Ron Klain writes that Republican discord may result in a strong third party candidate and a divided conservative electorate in his new column, “Republicans May Be Trampled By Bull Moose Revival:”
Last week, President Barack Obama gave a speech whose location, tone and language consciously evoked an address by Theodore Roosevelt at the outset of the 1912 presidential campaign. The deliberate historical echo, however, raised an intriguing question: Will Obama’s 2012 effort bear a closer resemblance to the one waged by Woodrow Wilson, Roosevelt’s opponent, than to the race run by TR himself?
Observers have noted the many similarities between Obama and Wilson.

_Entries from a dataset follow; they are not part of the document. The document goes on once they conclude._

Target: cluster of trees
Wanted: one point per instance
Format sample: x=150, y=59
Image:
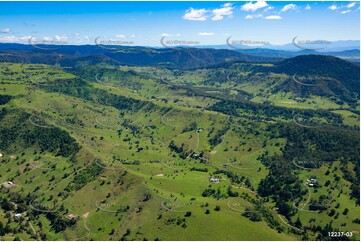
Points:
x=86, y=175
x=217, y=138
x=5, y=99
x=15, y=129
x=258, y=111
x=181, y=151
x=82, y=89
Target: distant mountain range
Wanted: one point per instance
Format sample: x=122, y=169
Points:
x=181, y=58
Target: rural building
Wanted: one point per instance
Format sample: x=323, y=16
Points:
x=214, y=180
x=311, y=182
x=71, y=216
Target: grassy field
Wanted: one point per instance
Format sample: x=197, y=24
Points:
x=147, y=190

Both were scholarly, brilliant, and accomplished authors before becoming president. Both drew political strength from their gifts as speakers, and relied far less on conventional political attributes, such as an aptitude for backslapping and schmoozing. Both came from the reformist wing of their party, with little support from the insiders.
But the most intriguing similarity has only begun to take shape in recent weeks: Like Wilson in 1912, Obama may face a Republican Party that is unable to unite behind a single choice and whose voters would have to choose between two candidates on the ballot in the fall.
In 1912, conservative Republicans refused to support the nomination of the party’s most popular figure — former President Teddy Roosevelt — and instead backed the preferred candidate of the right wing: incumbent President William Howard Taft. Roosevelt then ran as a third-party candidate, divided the Republican vote with Taft, and Wilson, the Democratic nominee, won an Electoral College landslide.
Could a similar scenario unfold next year?